I commonly estimate Average effect of Treatment on the Treated (ATT) via Propensity Score Matching for a particular business use case.
I'm currently using
R, where I can carry this out with a package (library) called
Matching (there are other libraries that do this as well, but Sekhon's
Matching works fine for me).
It goes something like this:
glm1 <- glm(prog ~ X),family = binomial(link = "probit"), data = psm.df) # rr1 <- Match(Y = Y, Tr = Tr, X = glm1$fitted, estimand = "ATT", M = 1, ties = FALSE, replace = TRUE, caliper = FALSE, exact = FALSE, version = "fast" ) summary(rr1)
However, the consumer of my analysis wants me to estimate not only a treatment effect, but also the lagged effect of treatment in a prior time period.
Could I make the treatment variable,
Tr, a factor instead of dichotomous? If I defined it as:
Tr == 0 # No treatment in time t or t-1
Tr == 1 # Treatment in time t, but not t-1
Tr == 2 # Treatment in time t-1, but not t
Tr == 3 # Treatment in both time t-1 and t
Then how would that change the interpretation of the results? I need to be able to state the "percent lift" (or at least percentage point lift) from treatment on average, as well as with a lagged effect from prior treatment.
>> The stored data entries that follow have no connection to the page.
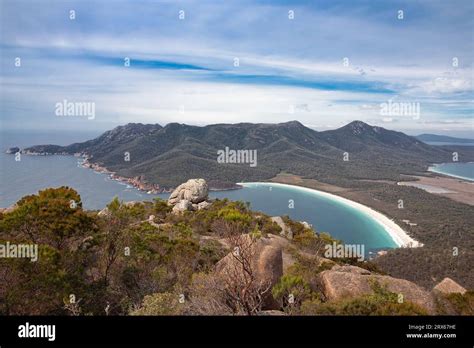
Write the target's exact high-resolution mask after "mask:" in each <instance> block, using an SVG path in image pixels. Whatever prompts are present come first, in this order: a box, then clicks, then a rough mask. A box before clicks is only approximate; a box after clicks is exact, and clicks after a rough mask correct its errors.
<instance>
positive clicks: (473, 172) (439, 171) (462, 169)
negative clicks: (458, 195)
mask: <svg viewBox="0 0 474 348" xmlns="http://www.w3.org/2000/svg"><path fill="white" fill-rule="evenodd" d="M429 171H431V172H435V173H440V174H444V175H449V176H452V177H455V178H459V179H463V180H468V181H474V162H469V163H442V164H435V165H433V166H432V167H430V168H429Z"/></svg>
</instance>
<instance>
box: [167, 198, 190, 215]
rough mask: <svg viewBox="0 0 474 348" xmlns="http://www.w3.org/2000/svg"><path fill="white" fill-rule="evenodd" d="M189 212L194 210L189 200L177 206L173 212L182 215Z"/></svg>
mask: <svg viewBox="0 0 474 348" xmlns="http://www.w3.org/2000/svg"><path fill="white" fill-rule="evenodd" d="M189 210H194V209H193V205H192V203H191V202H190V201H188V200H187V199H183V200H181V201H179V202H177V203H176V204H175V206H174V207H173V210H172V212H173V213H174V214H180V213H183V212H185V211H189Z"/></svg>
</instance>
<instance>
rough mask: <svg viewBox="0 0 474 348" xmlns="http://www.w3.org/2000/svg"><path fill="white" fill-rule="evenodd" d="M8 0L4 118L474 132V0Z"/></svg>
mask: <svg viewBox="0 0 474 348" xmlns="http://www.w3.org/2000/svg"><path fill="white" fill-rule="evenodd" d="M0 6H1V7H0V9H1V12H0V17H1V18H0V19H1V29H2V36H1V38H0V45H1V46H0V47H1V52H2V54H1V58H2V61H1V63H0V64H1V65H0V66H1V72H0V76H1V84H2V92H1V95H0V101H1V122H2V128H4V129H28V130H30V129H42V130H62V129H80V130H104V129H109V128H111V127H113V126H115V125H118V124H124V123H127V122H143V123H159V124H162V125H164V124H166V123H169V122H179V123H188V124H195V125H204V124H209V123H222V122H225V123H236V122H285V121H288V120H293V119H297V120H299V121H300V122H302V123H303V124H305V125H307V126H309V127H312V128H314V129H317V130H325V129H332V128H336V127H339V126H341V125H344V124H346V123H348V122H350V121H352V120H354V119H359V120H363V121H365V122H368V123H370V124H374V125H379V126H383V127H386V128H390V129H398V130H402V131H405V132H408V133H410V134H417V133H421V132H433V133H440V134H452V135H461V136H469V135H470V134H473V132H474V123H473V117H474V115H473V103H474V98H473V90H472V88H473V81H472V80H473V58H474V2H472V1H468V0H466V1H464V0H463V1H461V0H453V1H436V0H424V1H413V0H410V1H362V0H360V1H348V0H343V1H337V0H333V1H290V2H287V1H245V0H243V1H217V0H215V1H141V0H138V1H125V0H121V1H113V0H112V1H101V2H99V1H95V0H94V1H90V0H85V1H41V2H39V1H24V0H2V1H1V5H0ZM70 10H74V11H75V15H76V18H75V19H73V20H71V19H70ZM180 11H184V19H180V18H179V15H180ZM289 11H293V13H294V18H293V19H290V18H289ZM399 11H403V19H399V18H398V16H399ZM17 57H20V58H21V67H16V66H15V58H17ZM125 57H129V58H130V66H129V67H126V66H124V59H125ZM455 60H456V62H457V65H456V64H454V65H455V66H453V62H454V61H455ZM237 61H238V64H236V62H237ZM63 100H68V101H71V102H93V103H95V108H96V116H95V118H94V119H88V118H87V117H58V116H56V115H55V105H56V103H58V102H62V101H63ZM389 101H390V102H391V103H392V104H393V103H419V107H420V115H419V117H411V116H410V115H404V114H397V113H394V114H391V115H388V116H387V115H384V114H382V113H381V104H383V103H388V102H389Z"/></svg>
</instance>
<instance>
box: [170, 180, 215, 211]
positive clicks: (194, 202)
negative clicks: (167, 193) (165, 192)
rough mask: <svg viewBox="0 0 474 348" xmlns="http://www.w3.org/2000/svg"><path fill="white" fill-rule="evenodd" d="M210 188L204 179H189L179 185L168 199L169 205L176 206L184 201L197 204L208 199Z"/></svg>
mask: <svg viewBox="0 0 474 348" xmlns="http://www.w3.org/2000/svg"><path fill="white" fill-rule="evenodd" d="M208 193H209V188H208V186H207V183H206V180H204V179H189V180H188V181H187V182H185V183H184V184H181V185H179V186H178V187H177V188H176V189H175V190H174V191H173V192H172V193H171V195H170V197H169V198H168V203H169V204H172V205H175V204H177V203H178V202H180V201H182V200H187V201H190V202H191V203H194V204H197V203H201V202H204V201H205V200H206V199H207V196H208Z"/></svg>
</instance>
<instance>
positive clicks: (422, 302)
mask: <svg viewBox="0 0 474 348" xmlns="http://www.w3.org/2000/svg"><path fill="white" fill-rule="evenodd" d="M320 280H321V285H322V290H323V293H324V295H325V296H326V298H327V299H328V300H329V301H332V300H336V301H337V300H340V299H342V298H347V297H357V296H362V295H366V294H371V293H373V283H374V282H377V283H378V284H380V285H382V286H384V287H386V289H387V290H389V291H390V292H393V293H396V294H402V295H403V299H404V300H407V301H411V302H413V303H415V304H417V305H419V306H421V307H423V308H425V309H426V310H427V311H428V313H434V312H435V302H434V297H433V296H432V294H431V293H429V292H428V291H426V290H425V289H423V288H421V287H420V286H418V285H416V284H415V283H412V282H410V281H408V280H405V279H398V278H392V277H389V276H383V275H379V274H374V273H372V272H370V271H368V270H366V269H363V268H360V267H356V266H339V265H336V266H334V267H333V268H331V269H330V270H328V271H323V272H321V274H320Z"/></svg>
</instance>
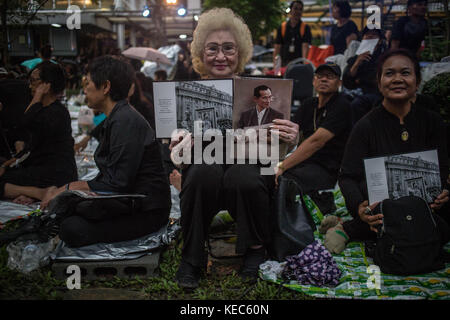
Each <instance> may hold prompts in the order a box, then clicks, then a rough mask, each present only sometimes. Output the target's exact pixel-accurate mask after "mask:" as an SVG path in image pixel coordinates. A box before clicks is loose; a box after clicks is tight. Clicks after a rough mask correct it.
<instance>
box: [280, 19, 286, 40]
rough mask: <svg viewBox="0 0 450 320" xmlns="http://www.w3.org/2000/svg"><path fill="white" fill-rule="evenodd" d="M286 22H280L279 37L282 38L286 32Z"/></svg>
mask: <svg viewBox="0 0 450 320" xmlns="http://www.w3.org/2000/svg"><path fill="white" fill-rule="evenodd" d="M286 24H287V21H283V23H282V24H281V37H282V38H284V35H285V34H286Z"/></svg>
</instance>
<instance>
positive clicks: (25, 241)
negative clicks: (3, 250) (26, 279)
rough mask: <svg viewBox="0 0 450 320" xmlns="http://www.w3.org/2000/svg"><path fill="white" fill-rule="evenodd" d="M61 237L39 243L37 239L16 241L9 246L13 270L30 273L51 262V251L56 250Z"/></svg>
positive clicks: (12, 267)
mask: <svg viewBox="0 0 450 320" xmlns="http://www.w3.org/2000/svg"><path fill="white" fill-rule="evenodd" d="M58 242H59V238H58V237H55V238H52V239H50V240H49V241H48V242H44V243H39V242H38V241H37V240H26V241H15V242H11V243H10V244H9V245H8V246H7V247H6V251H7V252H8V263H7V266H8V268H10V269H11V270H18V271H19V272H22V273H30V272H31V271H34V270H37V269H39V268H40V267H44V266H46V265H48V264H49V262H50V253H51V252H53V250H55V248H56V245H57V243H58Z"/></svg>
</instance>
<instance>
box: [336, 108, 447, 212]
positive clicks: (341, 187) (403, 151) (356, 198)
mask: <svg viewBox="0 0 450 320" xmlns="http://www.w3.org/2000/svg"><path fill="white" fill-rule="evenodd" d="M404 129H406V130H407V131H408V135H409V138H408V140H407V141H403V140H402V139H401V134H402V132H403V131H404ZM445 130H446V129H445V126H444V122H443V121H442V119H441V117H440V116H439V115H438V114H437V113H435V112H432V111H429V110H427V109H425V108H421V107H417V106H415V105H412V107H411V111H410V112H409V113H408V114H407V115H406V116H405V118H404V124H400V120H399V119H398V117H397V116H395V115H394V114H392V113H390V112H388V111H387V110H386V109H385V108H384V107H383V106H380V107H377V108H375V109H373V110H372V111H371V112H369V113H368V114H367V115H366V116H365V117H363V118H362V119H361V120H360V121H358V122H357V123H356V125H355V127H354V128H353V131H352V133H351V134H350V138H349V140H348V142H347V146H346V148H345V153H344V158H343V160H342V165H341V170H340V175H339V186H340V188H341V191H342V194H343V195H344V198H345V202H346V205H347V208H348V209H349V211H350V212H351V214H352V215H354V216H357V215H358V206H359V204H360V203H361V202H363V201H364V200H368V194H367V185H366V180H365V172H364V161H363V159H365V158H370V157H381V156H387V155H392V154H402V153H411V152H419V151H425V150H431V149H437V151H438V158H439V169H440V174H441V183H442V186H445V185H446V179H447V176H448V172H449V171H448V170H449V164H448V158H447V147H446V134H445Z"/></svg>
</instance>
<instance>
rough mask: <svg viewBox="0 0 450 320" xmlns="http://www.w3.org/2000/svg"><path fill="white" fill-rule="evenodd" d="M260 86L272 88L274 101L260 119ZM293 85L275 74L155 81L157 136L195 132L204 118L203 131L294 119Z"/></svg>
mask: <svg viewBox="0 0 450 320" xmlns="http://www.w3.org/2000/svg"><path fill="white" fill-rule="evenodd" d="M259 86H266V87H268V88H270V92H271V95H270V104H269V106H268V107H267V110H266V111H265V112H264V116H263V117H262V118H261V119H260V120H258V118H257V114H256V103H255V100H254V97H253V93H254V89H255V88H257V87H259ZM292 86H293V83H292V80H290V79H274V78H267V79H266V78H236V79H215V80H188V81H155V82H153V96H154V106H155V126H156V128H155V129H156V136H157V138H170V137H171V135H172V133H173V132H174V130H176V129H187V130H188V131H189V132H191V133H193V132H194V122H195V121H202V129H203V132H204V131H206V130H207V129H219V130H221V131H222V132H225V130H226V129H238V128H241V129H244V128H248V127H255V128H256V129H258V128H267V127H268V126H269V124H271V123H272V120H273V119H275V118H280V117H281V118H283V119H290V112H291V97H292ZM262 88H265V87H262ZM244 113H245V114H244Z"/></svg>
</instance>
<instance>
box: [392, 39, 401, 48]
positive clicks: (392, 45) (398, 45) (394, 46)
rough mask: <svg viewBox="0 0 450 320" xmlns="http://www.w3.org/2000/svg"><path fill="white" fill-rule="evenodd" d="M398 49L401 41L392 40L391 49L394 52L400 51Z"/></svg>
mask: <svg viewBox="0 0 450 320" xmlns="http://www.w3.org/2000/svg"><path fill="white" fill-rule="evenodd" d="M398 48H400V40H394V39H392V40H391V49H392V50H394V49H398Z"/></svg>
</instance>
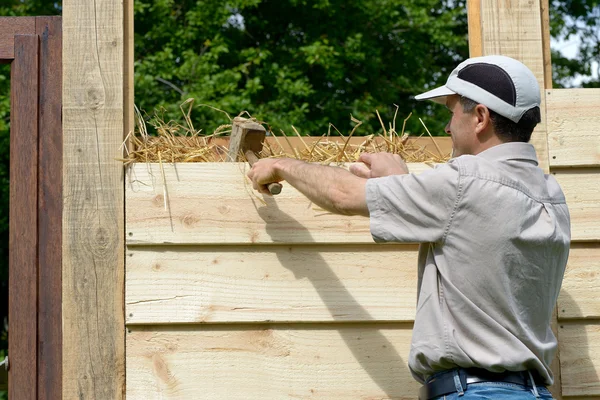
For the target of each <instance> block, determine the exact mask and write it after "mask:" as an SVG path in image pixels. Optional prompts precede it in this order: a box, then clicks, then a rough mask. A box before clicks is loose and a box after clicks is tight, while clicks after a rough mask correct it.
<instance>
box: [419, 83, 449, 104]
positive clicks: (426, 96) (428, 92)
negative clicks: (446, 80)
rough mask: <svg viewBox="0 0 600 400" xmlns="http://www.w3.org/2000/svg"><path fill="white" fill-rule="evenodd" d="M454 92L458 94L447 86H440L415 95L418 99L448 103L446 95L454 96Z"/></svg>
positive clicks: (421, 99) (437, 102) (443, 103)
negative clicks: (446, 100) (427, 90)
mask: <svg viewBox="0 0 600 400" xmlns="http://www.w3.org/2000/svg"><path fill="white" fill-rule="evenodd" d="M453 94H456V93H455V92H453V91H452V90H450V89H448V88H447V87H446V86H440V87H438V88H435V89H433V90H430V91H429V92H425V93H421V94H419V95H417V96H415V99H416V100H431V101H435V102H436V103H440V104H446V97H448V96H452V95H453Z"/></svg>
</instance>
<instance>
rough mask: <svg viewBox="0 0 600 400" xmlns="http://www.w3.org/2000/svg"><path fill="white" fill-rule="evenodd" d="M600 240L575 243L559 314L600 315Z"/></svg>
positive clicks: (585, 318)
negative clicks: (598, 240)
mask: <svg viewBox="0 0 600 400" xmlns="http://www.w3.org/2000/svg"><path fill="white" fill-rule="evenodd" d="M599 270H600V243H598V242H596V243H589V244H588V243H586V244H582V243H576V244H574V245H573V246H572V247H571V253H570V254H569V262H568V264H567V271H566V273H565V278H564V281H563V285H562V289H561V291H560V296H559V297H558V318H559V320H560V321H564V320H568V319H600V297H599V296H598V293H600V274H598V271H599Z"/></svg>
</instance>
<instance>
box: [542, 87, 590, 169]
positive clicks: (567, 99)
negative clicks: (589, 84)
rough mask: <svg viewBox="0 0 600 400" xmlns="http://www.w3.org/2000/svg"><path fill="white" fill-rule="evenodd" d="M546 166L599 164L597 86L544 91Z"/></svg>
mask: <svg viewBox="0 0 600 400" xmlns="http://www.w3.org/2000/svg"><path fill="white" fill-rule="evenodd" d="M546 108H547V111H548V150H549V155H550V167H551V168H559V167H566V168H568V167H598V166H600V135H599V134H598V128H599V127H600V113H599V112H598V110H600V89H592V88H586V89H552V90H547V91H546Z"/></svg>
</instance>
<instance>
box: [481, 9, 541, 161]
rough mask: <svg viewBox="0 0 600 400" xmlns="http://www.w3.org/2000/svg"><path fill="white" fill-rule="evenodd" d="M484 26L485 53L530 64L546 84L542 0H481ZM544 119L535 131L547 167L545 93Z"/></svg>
mask: <svg viewBox="0 0 600 400" xmlns="http://www.w3.org/2000/svg"><path fill="white" fill-rule="evenodd" d="M481 18H482V21H481V26H482V32H483V34H482V36H483V55H490V54H501V55H505V56H509V57H513V58H516V59H517V60H520V61H521V62H522V63H524V64H525V65H527V66H528V67H529V68H530V69H531V70H532V71H533V73H534V75H535V76H536V77H537V79H538V82H539V85H540V88H544V87H545V77H544V73H545V69H544V55H543V42H542V24H541V21H542V16H541V6H540V0H515V1H502V0H482V1H481ZM540 109H541V111H542V123H540V124H539V125H538V126H537V127H536V129H535V130H534V132H533V135H532V138H531V143H532V144H533V145H534V146H535V149H536V152H537V155H538V159H539V162H540V167H542V168H543V169H544V170H545V171H548V169H549V167H548V165H549V164H548V140H547V134H546V123H545V121H546V117H545V110H546V106H545V102H544V98H543V96H542V105H541V107H540Z"/></svg>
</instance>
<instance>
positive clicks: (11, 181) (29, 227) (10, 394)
mask: <svg viewBox="0 0 600 400" xmlns="http://www.w3.org/2000/svg"><path fill="white" fill-rule="evenodd" d="M14 47H15V49H14V61H13V63H12V68H11V100H12V101H11V115H10V119H11V133H10V154H11V155H12V157H11V159H10V183H11V185H10V205H9V208H10V221H9V225H10V227H9V230H10V235H9V247H10V254H9V263H10V274H9V295H10V301H9V316H10V324H9V337H10V338H18V339H19V340H9V343H8V352H9V354H10V355H11V358H10V360H11V363H10V370H9V382H8V383H9V384H8V393H9V398H10V399H11V400H19V399H35V398H36V397H37V393H36V392H37V391H36V388H37V378H36V374H37V283H38V258H37V257H38V254H37V245H38V243H37V234H38V232H37V194H38V193H37V178H38V177H37V171H38V169H37V168H38V164H37V163H38V155H37V146H38V121H37V115H38V112H37V110H38V37H37V35H17V36H15V39H14ZM13 354H14V355H15V356H14V357H13V356H12V355H13Z"/></svg>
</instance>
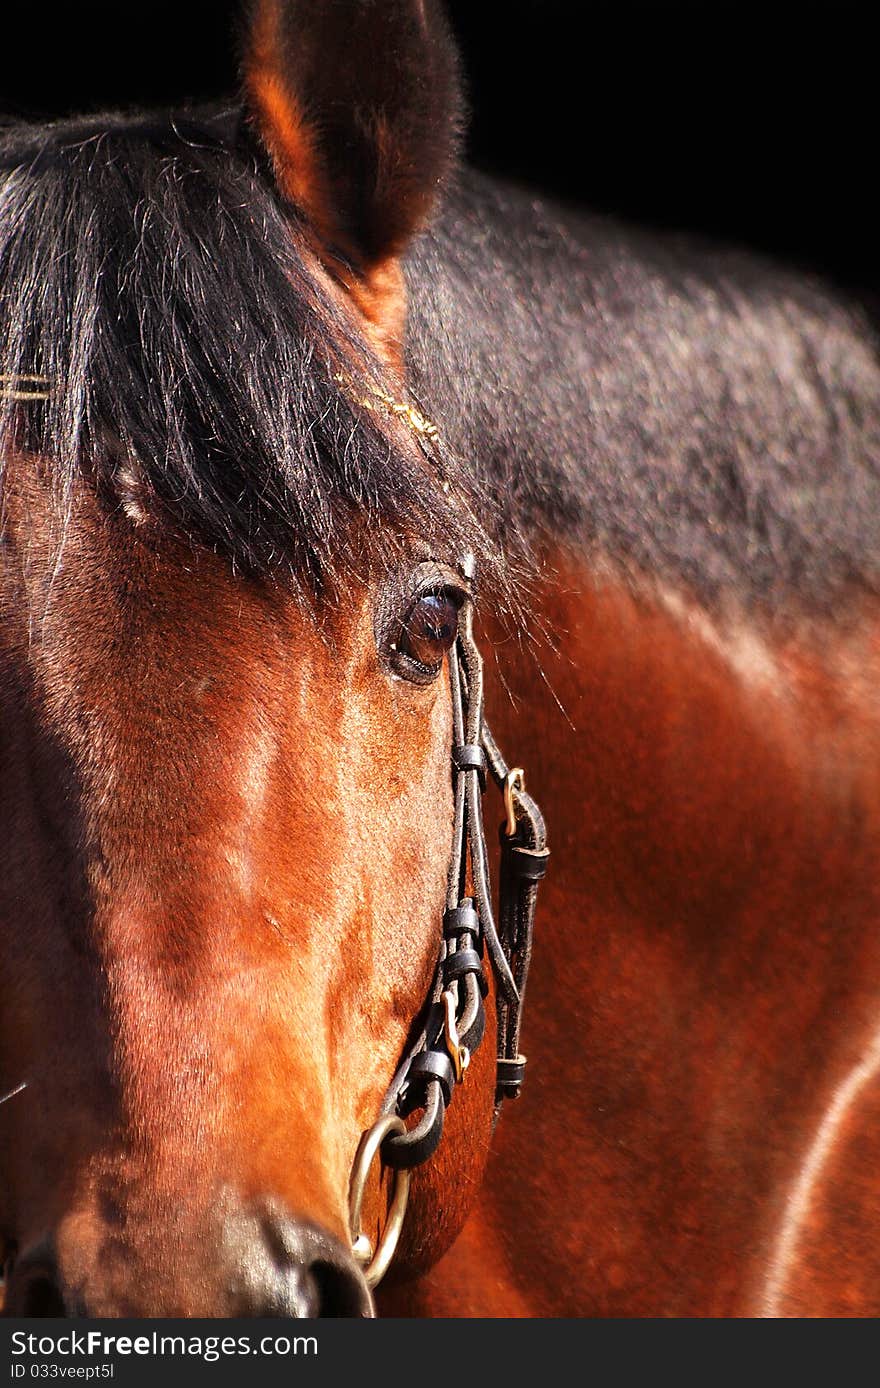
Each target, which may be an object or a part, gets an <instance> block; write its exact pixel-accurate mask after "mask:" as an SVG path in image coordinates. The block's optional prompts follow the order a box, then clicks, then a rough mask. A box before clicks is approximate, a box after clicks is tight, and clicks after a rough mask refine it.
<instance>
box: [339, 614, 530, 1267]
mask: <svg viewBox="0 0 880 1388" xmlns="http://www.w3.org/2000/svg"><path fill="white" fill-rule="evenodd" d="M448 672H450V688H451V695H452V788H454V798H455V809H454V819H452V854H451V859H450V872H448V884H447V897H446V911H444V915H443V938H441V945H440V956H439V960H437V967H436V972H434V980H433V985H432V991H430V995H429V998H428V1002H426V1006H425V1009H423V1015H422V1019H421V1026H419V1027H418V1034H416V1037H415V1041H414V1044H412V1045H411V1047H409V1049H408V1052H407V1055H405V1056H404V1059H403V1062H401V1065H400V1067H398V1070H397V1073H396V1076H394V1078H393V1080H391V1084H390V1085H389V1090H387V1094H386V1098H384V1102H383V1105H382V1110H380V1117H379V1120H378V1123H375V1124H373V1127H372V1128H369V1130H368V1131H366V1133H365V1134H364V1137H362V1138H361V1144H359V1146H358V1152H357V1156H355V1160H354V1167H353V1171H351V1185H350V1199H348V1217H350V1226H351V1237H353V1252H354V1256H355V1259H357V1260H358V1263H359V1264H361V1267H362V1270H364V1276H365V1278H366V1283H368V1284H369V1287H375V1285H376V1284H378V1283H379V1281H380V1278H382V1277H383V1276H384V1273H386V1270H387V1267H389V1263H390V1262H391V1258H393V1256H394V1249H396V1245H397V1239H398V1237H400V1230H401V1227H403V1220H404V1215H405V1209H407V1196H408V1188H409V1171H411V1170H412V1169H414V1167H415V1166H421V1165H422V1163H423V1162H426V1160H428V1159H429V1158H430V1156H432V1155H433V1153H434V1152H436V1149H437V1145H439V1142H440V1138H441V1137H443V1122H444V1117H446V1110H447V1108H448V1105H450V1102H451V1099H452V1095H454V1092H455V1087H457V1085H458V1084H461V1083H462V1080H464V1077H465V1073H466V1069H468V1063H469V1059H471V1056H472V1053H473V1052H475V1051H476V1048H477V1047H479V1045H480V1041H482V1040H483V1034H484V1030H486V1013H484V1009H483V998H484V997H486V992H487V983H486V976H484V973H483V959H484V955H489V959H490V962H491V967H493V970H494V976H496V1008H497V1081H496V1119H497V1116H498V1112H500V1108H501V1103H502V1101H504V1099H508V1098H516V1095H518V1094H519V1091H521V1087H522V1083H523V1077H525V1067H526V1058H525V1056H523V1055H521V1053H519V1031H521V1020H522V1004H523V995H525V987H526V976H527V972H529V960H530V955H532V933H533V923H534V908H536V902H537V888H539V883H540V880H541V877H543V876H544V873H545V870H547V858H548V855H550V851H548V848H547V831H545V826H544V818H543V815H541V812H540V809H539V806H537V805H536V802H534V801H533V799H532V797H530V795H527V794H526V790H525V783H523V773H522V770H521V769H519V768H514V769H509V768H508V766H507V763H505V761H504V758H502V756H501V752H500V751H498V745H497V743H496V740H494V737H493V736H491V733H490V730H489V727H487V725H486V720H484V718H483V661H482V657H480V652H479V650H477V647H476V643H475V640H473V608H472V602H471V600H466V601H465V604H464V607H462V609H461V613H459V626H458V636H457V640H455V644H454V647H452V648H451V651H450V655H448ZM487 773H489V775H490V776H491V779H493V780H494V783H496V786H497V787H498V788H500V790H501V791H502V794H504V802H505V811H507V820H505V823H504V824H502V826H501V866H500V890H498V919H497V922H496V916H494V912H493V904H491V883H490V873H489V854H487V848H486V834H484V827H483V808H482V797H483V791H484V790H486V779H487ZM419 1112H421V1117H419V1119H418V1122H416V1123H415V1124H409V1126H407V1123H405V1119H408V1117H411V1116H412V1115H415V1113H419ZM376 1155H380V1158H382V1162H383V1165H384V1166H387V1167H390V1169H391V1171H393V1188H391V1196H390V1208H389V1215H387V1220H386V1224H384V1228H383V1231H382V1237H380V1239H379V1244H378V1246H376V1249H375V1251H373V1248H372V1244H371V1241H369V1239H368V1238H366V1235H365V1234H364V1233H362V1231H361V1208H362V1199H364V1190H365V1185H366V1177H368V1174H369V1170H371V1167H372V1163H373V1160H375V1158H376Z"/></svg>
Should I define it as in the psuedo-code above and then run it again without the lagged treatment effect to produce those two number? Or just use the interpretation of the marginal effect of treatment and lagged treatment relative to no treatment from the factor variable specification? Or should I go a completely different route?
What's the best way to carry this out?